Executive Chef of Kukio Beach Clubhouse and Kukio Golf Clubhouse

Kukio on the Big Island of Hawaii is an area befit for royalty. Nestled on the dormant Hualalai volcano, Kukio’s scenic natural views, white-shored beaches and abundant ahupuaa sustainable system of life made it throughout history a much-revered destination for Hawaii’s chiefs.

In the modern age, Kukio plays host to a different kind of elite. As a private Tom Fazio golf club and ultra-exclusive residential community, Kukio now sees its share of the world’s top celebrities, athletes and entrepreneurs walking through the doors of its indescribably luxurious homes and cottages.

Amid an estate of such pedigree, a humble chef creates a haven of hands-on cooking. Michael Bilger, executive chef of the Kukio Beach Clubhouse and the Kukio Golf Clubhouse, brings a touch of heart, soul and home to the Kukio’s discerning diners.

“At Kukio, there’s a nice mix of haute cuisine and modern American cuisine,” Bilger says. “We cover the board.”

Bilger, 37, grew up in California, with most of his childhood spent in the southern part of the state. His culinary background stems from an early love of Italian cooking inspired by his Sicilian grandmother, Angeline. He recalls helping his grandmother make gnocchi from scratch during the holidays, and took to heart her passionate approach and traditional tactics.
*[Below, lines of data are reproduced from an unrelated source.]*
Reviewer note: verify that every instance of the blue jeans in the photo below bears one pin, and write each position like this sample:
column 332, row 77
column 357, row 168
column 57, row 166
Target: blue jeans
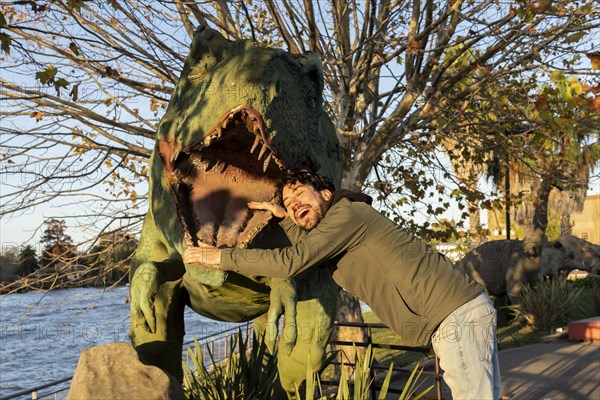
column 465, row 343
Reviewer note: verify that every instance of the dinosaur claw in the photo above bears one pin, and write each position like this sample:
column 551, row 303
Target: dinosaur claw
column 175, row 153
column 262, row 151
column 255, row 145
column 267, row 161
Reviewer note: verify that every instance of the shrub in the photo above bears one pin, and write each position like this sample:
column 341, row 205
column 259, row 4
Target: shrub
column 549, row 303
column 247, row 374
column 251, row 374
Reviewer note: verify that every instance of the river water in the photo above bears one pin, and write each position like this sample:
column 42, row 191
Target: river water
column 42, row 333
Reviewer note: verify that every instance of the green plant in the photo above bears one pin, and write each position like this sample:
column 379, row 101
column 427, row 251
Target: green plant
column 246, row 374
column 549, row 303
column 362, row 381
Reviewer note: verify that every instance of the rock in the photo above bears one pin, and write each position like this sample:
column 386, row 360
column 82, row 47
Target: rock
column 114, row 371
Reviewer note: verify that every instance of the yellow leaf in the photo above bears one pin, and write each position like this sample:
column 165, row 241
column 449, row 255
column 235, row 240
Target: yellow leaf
column 595, row 59
column 37, row 115
column 594, row 105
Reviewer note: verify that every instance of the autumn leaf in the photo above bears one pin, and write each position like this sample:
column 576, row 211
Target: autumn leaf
column 542, row 102
column 37, row 115
column 595, row 59
column 594, row 105
column 46, row 76
column 5, row 42
column 74, row 48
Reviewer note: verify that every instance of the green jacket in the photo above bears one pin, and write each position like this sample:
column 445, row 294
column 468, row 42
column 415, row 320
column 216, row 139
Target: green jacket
column 410, row 287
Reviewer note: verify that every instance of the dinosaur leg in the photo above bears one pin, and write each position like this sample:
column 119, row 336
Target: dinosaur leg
column 161, row 346
column 315, row 313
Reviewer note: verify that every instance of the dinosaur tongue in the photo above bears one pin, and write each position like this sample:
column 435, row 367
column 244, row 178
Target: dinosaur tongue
column 219, row 201
column 214, row 180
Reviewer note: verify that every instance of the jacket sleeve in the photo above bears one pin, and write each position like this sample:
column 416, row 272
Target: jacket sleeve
column 340, row 230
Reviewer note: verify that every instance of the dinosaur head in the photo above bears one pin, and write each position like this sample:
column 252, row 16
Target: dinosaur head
column 241, row 115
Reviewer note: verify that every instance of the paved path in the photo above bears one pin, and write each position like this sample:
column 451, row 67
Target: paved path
column 558, row 370
column 553, row 371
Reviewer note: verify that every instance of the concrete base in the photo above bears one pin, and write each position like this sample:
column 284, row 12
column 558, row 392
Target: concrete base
column 586, row 330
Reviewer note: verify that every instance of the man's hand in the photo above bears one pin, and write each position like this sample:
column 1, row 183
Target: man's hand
column 275, row 209
column 203, row 254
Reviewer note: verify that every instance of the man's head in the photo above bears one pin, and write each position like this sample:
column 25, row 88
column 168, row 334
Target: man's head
column 305, row 197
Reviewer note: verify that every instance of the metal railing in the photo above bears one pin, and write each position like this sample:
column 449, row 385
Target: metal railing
column 375, row 387
column 217, row 343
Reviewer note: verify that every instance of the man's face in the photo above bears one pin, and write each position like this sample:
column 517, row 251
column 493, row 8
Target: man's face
column 305, row 205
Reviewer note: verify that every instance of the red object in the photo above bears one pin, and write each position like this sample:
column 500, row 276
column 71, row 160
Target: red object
column 585, row 329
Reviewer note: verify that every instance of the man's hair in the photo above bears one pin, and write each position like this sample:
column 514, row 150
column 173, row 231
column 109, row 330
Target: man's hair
column 305, row 178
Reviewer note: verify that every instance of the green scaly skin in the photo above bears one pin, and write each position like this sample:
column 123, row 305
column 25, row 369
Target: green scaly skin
column 285, row 92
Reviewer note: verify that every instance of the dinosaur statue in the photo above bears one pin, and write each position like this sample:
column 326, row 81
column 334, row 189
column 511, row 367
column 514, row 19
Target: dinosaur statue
column 240, row 116
column 504, row 266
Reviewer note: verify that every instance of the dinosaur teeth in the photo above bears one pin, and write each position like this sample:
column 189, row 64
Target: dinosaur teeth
column 255, row 145
column 267, row 161
column 262, row 151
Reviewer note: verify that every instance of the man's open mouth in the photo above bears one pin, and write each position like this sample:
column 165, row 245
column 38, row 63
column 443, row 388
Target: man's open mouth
column 302, row 212
column 213, row 180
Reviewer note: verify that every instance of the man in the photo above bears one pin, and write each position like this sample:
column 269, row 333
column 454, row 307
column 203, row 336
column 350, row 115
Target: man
column 414, row 290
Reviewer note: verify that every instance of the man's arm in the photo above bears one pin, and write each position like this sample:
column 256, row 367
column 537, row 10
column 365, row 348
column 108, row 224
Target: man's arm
column 292, row 231
column 341, row 229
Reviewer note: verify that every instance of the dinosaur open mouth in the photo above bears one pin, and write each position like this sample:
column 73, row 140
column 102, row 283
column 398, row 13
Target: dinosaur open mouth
column 214, row 180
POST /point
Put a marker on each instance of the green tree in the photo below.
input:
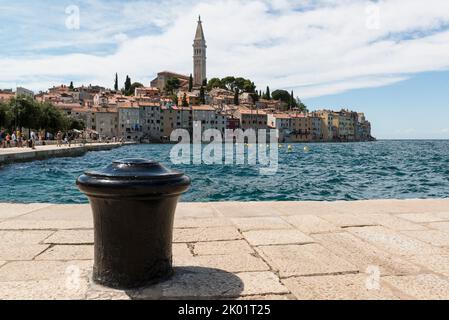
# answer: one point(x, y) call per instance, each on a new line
point(214, 83)
point(254, 97)
point(248, 86)
point(26, 111)
point(116, 82)
point(174, 99)
point(51, 118)
point(282, 95)
point(236, 96)
point(172, 85)
point(190, 83)
point(228, 83)
point(184, 100)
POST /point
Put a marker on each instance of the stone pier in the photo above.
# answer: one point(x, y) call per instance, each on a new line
point(13, 155)
point(387, 249)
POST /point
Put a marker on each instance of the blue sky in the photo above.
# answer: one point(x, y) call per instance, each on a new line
point(384, 58)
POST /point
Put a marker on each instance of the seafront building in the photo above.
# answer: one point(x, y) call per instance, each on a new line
point(152, 113)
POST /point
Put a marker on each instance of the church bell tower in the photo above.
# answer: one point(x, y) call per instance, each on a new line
point(199, 56)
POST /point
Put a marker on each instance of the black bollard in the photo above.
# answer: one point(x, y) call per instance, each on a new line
point(133, 203)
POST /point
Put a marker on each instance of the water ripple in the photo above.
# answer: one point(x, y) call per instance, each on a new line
point(380, 170)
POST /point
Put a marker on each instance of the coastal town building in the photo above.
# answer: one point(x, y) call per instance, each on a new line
point(6, 95)
point(106, 123)
point(252, 118)
point(151, 114)
point(129, 126)
point(162, 77)
point(23, 92)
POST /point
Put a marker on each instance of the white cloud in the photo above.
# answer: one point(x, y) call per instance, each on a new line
point(313, 47)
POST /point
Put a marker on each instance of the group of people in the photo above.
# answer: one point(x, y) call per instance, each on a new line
point(17, 139)
point(14, 139)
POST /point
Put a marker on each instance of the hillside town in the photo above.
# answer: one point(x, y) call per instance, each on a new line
point(176, 101)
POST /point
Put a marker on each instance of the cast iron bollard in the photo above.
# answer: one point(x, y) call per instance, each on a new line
point(133, 203)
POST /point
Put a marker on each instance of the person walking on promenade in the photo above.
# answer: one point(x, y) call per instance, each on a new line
point(59, 139)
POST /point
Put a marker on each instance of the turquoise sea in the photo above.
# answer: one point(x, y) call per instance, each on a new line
point(335, 171)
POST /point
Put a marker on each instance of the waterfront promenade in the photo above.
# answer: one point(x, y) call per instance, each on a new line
point(13, 155)
point(386, 249)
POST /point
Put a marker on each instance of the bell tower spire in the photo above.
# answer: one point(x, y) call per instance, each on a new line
point(199, 55)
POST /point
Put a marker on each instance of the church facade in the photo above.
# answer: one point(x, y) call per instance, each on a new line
point(199, 64)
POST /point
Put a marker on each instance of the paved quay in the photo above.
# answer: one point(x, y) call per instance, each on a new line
point(12, 155)
point(386, 249)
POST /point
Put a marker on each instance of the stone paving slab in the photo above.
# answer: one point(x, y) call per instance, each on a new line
point(249, 251)
point(340, 287)
point(222, 248)
point(275, 237)
point(261, 223)
point(394, 242)
point(423, 286)
point(10, 210)
point(311, 224)
point(67, 253)
point(364, 255)
point(304, 260)
point(206, 234)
“My grandmother was a great home cook,” he says. “She didn’t make a big fuss about it, but she had a passion for it. (But) by modern standards, she wouldn’t be considered a ‘foodie’ – she never had the latest gadgets.”
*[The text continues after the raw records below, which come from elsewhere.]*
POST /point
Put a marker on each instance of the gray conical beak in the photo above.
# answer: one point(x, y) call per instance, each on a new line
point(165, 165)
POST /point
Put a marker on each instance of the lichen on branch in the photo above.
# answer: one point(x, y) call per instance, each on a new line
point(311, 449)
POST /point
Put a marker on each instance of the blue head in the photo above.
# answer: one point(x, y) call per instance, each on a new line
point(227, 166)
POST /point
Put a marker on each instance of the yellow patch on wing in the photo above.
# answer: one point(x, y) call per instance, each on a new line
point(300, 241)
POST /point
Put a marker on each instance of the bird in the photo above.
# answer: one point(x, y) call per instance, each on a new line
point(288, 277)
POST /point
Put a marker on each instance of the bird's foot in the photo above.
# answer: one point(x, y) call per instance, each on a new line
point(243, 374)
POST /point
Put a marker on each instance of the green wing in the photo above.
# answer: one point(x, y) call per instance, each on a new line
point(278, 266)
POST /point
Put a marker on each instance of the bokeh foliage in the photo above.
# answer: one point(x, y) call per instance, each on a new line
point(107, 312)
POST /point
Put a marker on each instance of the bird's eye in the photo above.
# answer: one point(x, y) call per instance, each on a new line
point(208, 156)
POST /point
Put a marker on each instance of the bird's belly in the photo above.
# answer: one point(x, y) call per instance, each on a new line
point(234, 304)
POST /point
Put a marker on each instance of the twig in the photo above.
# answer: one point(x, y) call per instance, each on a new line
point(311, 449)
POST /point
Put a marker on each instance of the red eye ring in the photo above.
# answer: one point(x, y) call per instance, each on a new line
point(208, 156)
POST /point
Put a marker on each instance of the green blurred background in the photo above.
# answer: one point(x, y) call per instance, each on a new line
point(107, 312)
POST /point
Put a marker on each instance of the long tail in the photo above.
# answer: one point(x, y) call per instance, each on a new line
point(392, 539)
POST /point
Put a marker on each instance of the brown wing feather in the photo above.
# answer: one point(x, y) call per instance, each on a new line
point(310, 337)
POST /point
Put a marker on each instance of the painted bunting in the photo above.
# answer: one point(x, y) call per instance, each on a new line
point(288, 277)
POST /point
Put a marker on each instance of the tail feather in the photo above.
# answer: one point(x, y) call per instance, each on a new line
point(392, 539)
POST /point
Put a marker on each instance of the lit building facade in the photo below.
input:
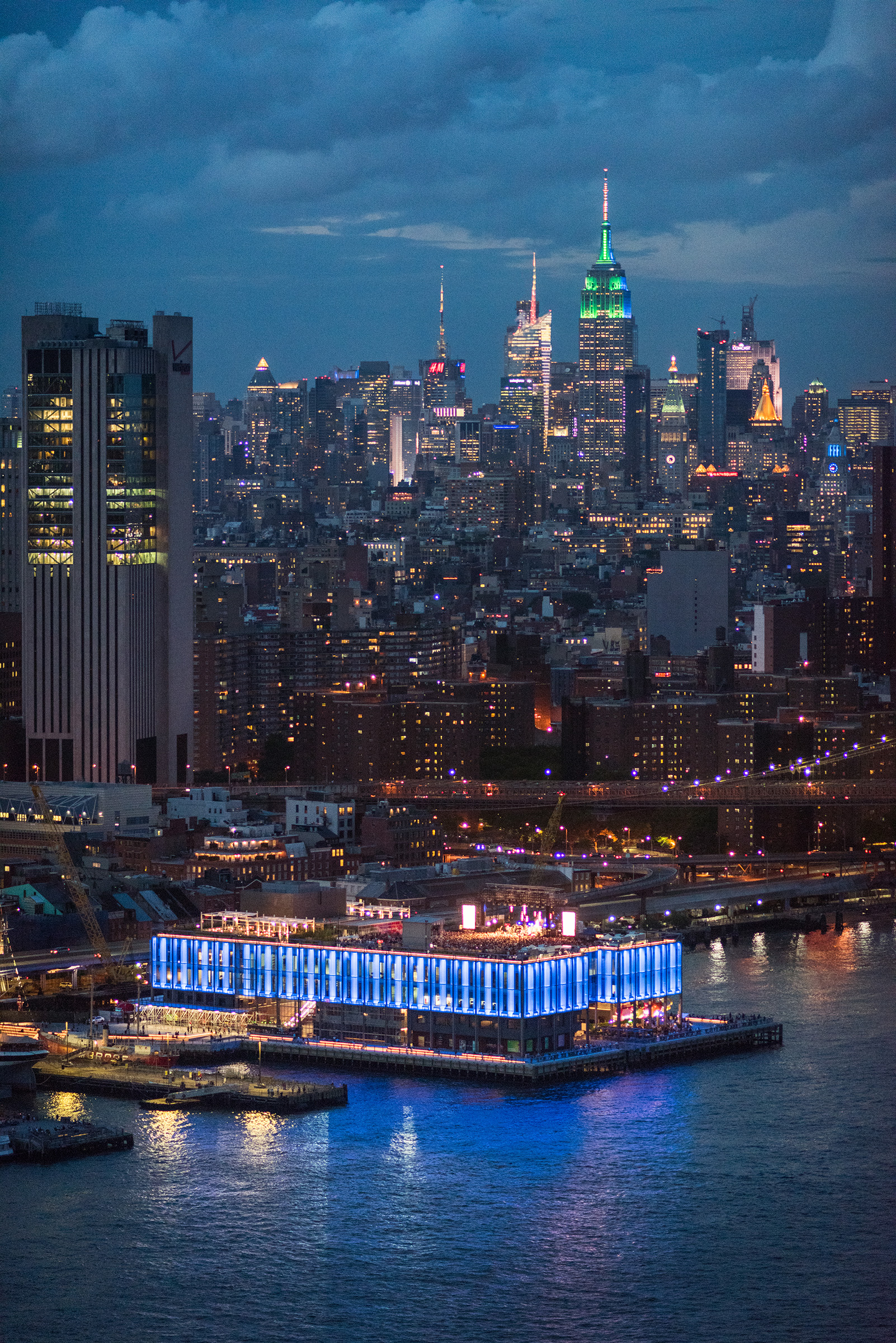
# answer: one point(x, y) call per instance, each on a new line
point(867, 415)
point(527, 367)
point(108, 609)
point(11, 532)
point(480, 1004)
point(373, 386)
point(713, 353)
point(261, 411)
point(605, 354)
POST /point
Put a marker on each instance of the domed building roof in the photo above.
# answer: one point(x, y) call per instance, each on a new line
point(674, 401)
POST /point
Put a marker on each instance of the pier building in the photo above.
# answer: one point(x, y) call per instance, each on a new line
point(543, 1001)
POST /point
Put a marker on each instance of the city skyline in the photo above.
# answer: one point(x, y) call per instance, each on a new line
point(267, 241)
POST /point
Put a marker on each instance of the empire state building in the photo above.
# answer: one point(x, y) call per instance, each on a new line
point(605, 353)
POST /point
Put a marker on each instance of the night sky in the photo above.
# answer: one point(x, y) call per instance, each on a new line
point(294, 173)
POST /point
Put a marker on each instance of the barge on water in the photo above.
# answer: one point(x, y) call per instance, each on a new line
point(156, 1088)
point(277, 1099)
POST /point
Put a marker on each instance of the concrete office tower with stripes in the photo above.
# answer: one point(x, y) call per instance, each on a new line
point(108, 619)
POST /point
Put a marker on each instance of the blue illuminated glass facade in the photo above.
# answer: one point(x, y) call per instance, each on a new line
point(224, 968)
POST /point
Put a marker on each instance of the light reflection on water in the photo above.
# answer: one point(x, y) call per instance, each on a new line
point(721, 1201)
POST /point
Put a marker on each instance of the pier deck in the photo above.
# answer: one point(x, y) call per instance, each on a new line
point(604, 1058)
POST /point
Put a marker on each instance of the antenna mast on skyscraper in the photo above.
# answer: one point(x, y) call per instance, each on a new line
point(442, 312)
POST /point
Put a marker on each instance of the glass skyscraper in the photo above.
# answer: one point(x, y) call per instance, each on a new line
point(605, 354)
Once in his 20s, Bilger made the move to Northern California, where he got his first taste of the restaurant industry.

“I spent several years as a server, kicking it around in greasy spoons,” he says. “I didn’t know what I wanted to do with my life.”

Ironically, his home-taught skills in Sicilian cooking ultimately led to his fortuitous start in a professional restaurant kitchen. Chef Carlo Middione of the restaurant Vivande Porta Via, a specialist in Southern Italian cuisine and fellow Sicilian, took note of Bilger’s talent and mentored the budding chef in using simple flavors.

“Carlo is brilliant,” says Bilger, who lists Middione among the chefs he admires.

Also on Bilger’s list of chef idols is another mentor, chef Brian Whitmer. Whitmer, who formerly served as executive chef of Montrio restaurant in Monterey Bay, invited Bilger to create a pasta program for San Francisco eatery, Moose’s. More opportunities followed for Bilger, as he was later called upon by Whitmer to serve as chef de cuisine at The Lodge at Sonoma. Bilger became executive chef there within a year.

“Brian was a mentor to me,” he says. “He taught me what it means to be a chef.”

Having learned to forge his own signature style of fresh artisan ingredients, Bilger went on to help open Wine Garden Food and Wine Bar in 2004. As executive chef, Bilger worked with the Nord family, a Napa Valley clan known for its premium wines and sustainable farming.

It was with the Wine Garden team that Bilger got to experience what he considers the highlight of his career.

“I cooked at the James Beard House for Wine Garden,” he recalls of the 2004 event in New York City. “It was a little before Christmas time, and the house was sold out. It was a total success.”

Success never caused Bilger to rest on his laurels, however. Ever seeking a challenge, he moved to Hawaii in 2005 and found himself at Kukio, where he started off as executive sous chef of the Kukio Beach Clubhouse. He’s since risen through the ranks, and now offers his own fresh, seasonal menus as executive chef of Kukio’s two dining spots.

“My goal is to be hands-on” with food, he says. “I’m more of a chef than an ‘executive chef’ – an executive chef gets into more of the business role. I’m continually training. I can’t not cook!”